La sanction peut également être indirecte. Un comportement de mauvaise foi a pour conséquence d’attirer l’attention de l’administration fiscale. En effet, celle-ci considérera que l’entreprise contrevenante est susceptible de fraude.
Une réforme déjà en place en Europe
Force est de constater que la directive 2014/55/EU impose aux États membres de l’Union Européenne de transposer dans leur droit national l’obligation de dématérialisation des factures afin de lutter contre la fraude fiscale. En d’autres termes, la réforme amorcée par l’ordonnance de 2021 est avant tout une réaction à la directive européenne.

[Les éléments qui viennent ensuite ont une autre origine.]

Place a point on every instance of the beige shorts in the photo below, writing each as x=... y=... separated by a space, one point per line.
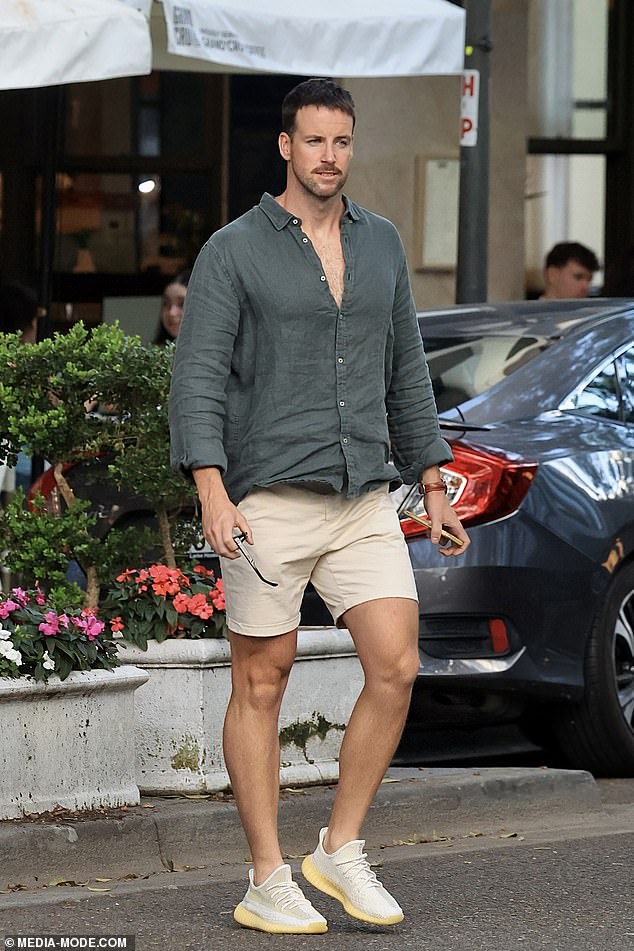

Le Fonds de transformation de l’action publique participe au financement de la réforme.
En conséquence, certains pays européens ont de l’avance sur l’administration française et ont déjà mis en place dans leur droit interne des obligations de dématérialisation. L’Italie est citée par le communiqué de presse gouvernemental du 16 septembre 2021. L’instauration de la réforme au-delà des Alpes a été un franc succès.
La mise en place des règles de la réforme sera encadrée par un contrôle de l’Union européenne. Le Conseil constitutionnel sera probablement sollicité pour vérifier la conformité de la réforme à la directive sur le fondement de l’article 88-1 de la Constitution.
Se préparer au changement de réglementation
A compter du 1er Janvier 2024, certaines entreprises devront déjà franchir le pas.
La mise en conformité avec l’obligation de facture électronique est un effort important pour toute organisation. En effet, cela implique des modifications de paramétrage dans les logiciels comptables, de gestion commerciale ou de facturation. Par ailleurs, cela peut impacter les processus métiers.
Il convient donc d’anticiper.
Voici quelques conseils pour vous préparer :
- Réaliser un état des lieux de vos flux, de vos systèmes d’information et de vos processus qui seront impactés
- Actualiser les informations de vos fiches clients (SIRET, n° TVA communautaire)
- Privilégier l’envoi de facture digitale
- Veiller à la bonne application des mentions légales sur les factures
- Commencer à organiser les flux de gestion des achats selon la nature des factures d’achat
- Favoriser l’automatisation de l’enregistrement des factures d’achat en comptabilité avec des technologies comme l’OCR
Le report de 18 mois est une aubaine pour les entreprises pour mieux préparer ce changement et identifier les impacts aussi bien au niveau de la gestion de la TVA que sur les sujets de cohérence avec les liasses fiscales et de contrôle des flux.